9.0 Handling situations when laws are violated or in question
There are manifold defenses that can be used in mitigating the liabilities of directors and officers in instances of the violation of laws. These are as follows;
Establishment of the business judgment
It is the responsibility of directors to establish that the act that has been done is reasonable and as such, it is within their authority as provided by the corporation's charter.
Defense of Due Diligence
This defense implies that the organization's directors and officers have fully explored all possible avenues with respect to the violations which they are being charged for.
In a nutshell we can say that the ratification of the Sarbanes-Oxley Act has effectively added liabilities and responsibilities of the officers and directors managing public organizations like Riordan Manufacturing. The ratification of the Sarbanes-Oxley Act has in effect permitted the state to prosecute any scenarios that amount to financial fraud in the organization.
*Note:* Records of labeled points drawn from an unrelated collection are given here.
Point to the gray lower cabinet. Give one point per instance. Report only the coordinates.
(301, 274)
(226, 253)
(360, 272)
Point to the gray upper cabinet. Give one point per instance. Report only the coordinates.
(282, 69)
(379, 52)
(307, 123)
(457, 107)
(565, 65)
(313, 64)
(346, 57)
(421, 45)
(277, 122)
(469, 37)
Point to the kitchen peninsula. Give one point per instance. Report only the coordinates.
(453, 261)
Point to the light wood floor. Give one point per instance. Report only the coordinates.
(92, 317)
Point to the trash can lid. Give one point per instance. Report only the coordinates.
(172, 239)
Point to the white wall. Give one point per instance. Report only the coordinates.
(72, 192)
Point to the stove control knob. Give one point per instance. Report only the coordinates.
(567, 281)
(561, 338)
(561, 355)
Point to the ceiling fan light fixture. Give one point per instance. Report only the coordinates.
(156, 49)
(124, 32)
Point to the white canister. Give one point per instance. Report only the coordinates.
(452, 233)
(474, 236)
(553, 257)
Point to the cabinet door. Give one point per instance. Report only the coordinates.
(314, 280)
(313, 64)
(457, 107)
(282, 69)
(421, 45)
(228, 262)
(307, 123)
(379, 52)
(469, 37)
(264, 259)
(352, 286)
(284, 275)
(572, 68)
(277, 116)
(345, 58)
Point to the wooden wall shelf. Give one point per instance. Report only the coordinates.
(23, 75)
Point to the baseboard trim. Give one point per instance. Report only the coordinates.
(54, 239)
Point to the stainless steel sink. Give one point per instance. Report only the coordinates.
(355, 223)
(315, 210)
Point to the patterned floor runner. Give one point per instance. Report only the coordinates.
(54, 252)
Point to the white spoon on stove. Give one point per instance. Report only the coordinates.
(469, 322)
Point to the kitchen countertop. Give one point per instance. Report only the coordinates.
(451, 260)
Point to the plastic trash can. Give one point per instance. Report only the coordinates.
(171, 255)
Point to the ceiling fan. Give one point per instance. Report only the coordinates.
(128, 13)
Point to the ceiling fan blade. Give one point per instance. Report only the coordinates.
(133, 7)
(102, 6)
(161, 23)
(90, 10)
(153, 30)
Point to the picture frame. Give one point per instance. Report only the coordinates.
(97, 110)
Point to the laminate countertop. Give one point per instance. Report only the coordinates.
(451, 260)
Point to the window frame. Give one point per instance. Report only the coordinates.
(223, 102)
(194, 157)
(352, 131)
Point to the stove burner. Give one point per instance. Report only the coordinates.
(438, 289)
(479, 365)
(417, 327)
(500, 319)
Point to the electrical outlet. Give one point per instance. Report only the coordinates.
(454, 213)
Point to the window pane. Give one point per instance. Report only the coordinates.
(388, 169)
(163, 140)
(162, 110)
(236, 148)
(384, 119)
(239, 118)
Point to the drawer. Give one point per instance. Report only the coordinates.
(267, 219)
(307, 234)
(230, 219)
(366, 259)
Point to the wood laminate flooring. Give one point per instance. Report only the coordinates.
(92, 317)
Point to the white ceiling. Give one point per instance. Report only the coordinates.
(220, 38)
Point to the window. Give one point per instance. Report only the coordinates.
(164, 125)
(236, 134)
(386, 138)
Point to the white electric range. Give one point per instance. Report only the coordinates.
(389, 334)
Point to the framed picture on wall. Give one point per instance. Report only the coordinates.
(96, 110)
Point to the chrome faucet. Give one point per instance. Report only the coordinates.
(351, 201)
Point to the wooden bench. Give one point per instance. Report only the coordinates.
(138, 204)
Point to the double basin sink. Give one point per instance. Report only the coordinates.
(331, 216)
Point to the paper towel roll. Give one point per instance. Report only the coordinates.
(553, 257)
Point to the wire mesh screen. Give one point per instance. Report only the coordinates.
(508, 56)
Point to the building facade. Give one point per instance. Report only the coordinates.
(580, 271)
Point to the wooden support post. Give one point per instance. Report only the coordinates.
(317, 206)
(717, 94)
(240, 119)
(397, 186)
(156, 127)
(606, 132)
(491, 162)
Though the Sarbanes-Oxley Act appears to be very deficient in certain aspects as it is considered to be rushed legislation, it has given public organizations that opportunity to regain public confidence. The Sarbanes Oxley Act specifically has helped the public corporations in restoring public trust after what was experienced during the days of Enron. The recent events that have manifested through declaration of bankruptcy by allegedly stable organizations in the financial sector have necessitated the need for organizations to be transparent and disclose their financial aspects to the public.
The extensive and quite comprehensive restructuring undertaken by the Sarbanes-Oxley Act can be viewed to be calling for a greater responsibility on the side of senior management from public corporations. The Act emphasizes on senior management of public companies to very diligent in their operations. With regard to Riordan Manufacturing, there is need for the officers and the directors to undertake a proactive role in the operations of the organization, with respect to the reports provided to the public. In taking a critical observation on the said Act, we find that the statute provides for a strict interpretation of the legislation and due process favors the investors against the public corporation. Nonetheless, issues regarding civil liabilities and criminal liabilities that have been imposed on the directors and officers are given equal recourse. The Act has a provision for mitigation in a situation where the violations are clearly held by the public corporations. Thus we can say that the organization's compliance with the ratified Act, in its objectives and operations, will lead to greater success for both the public and the public corporations.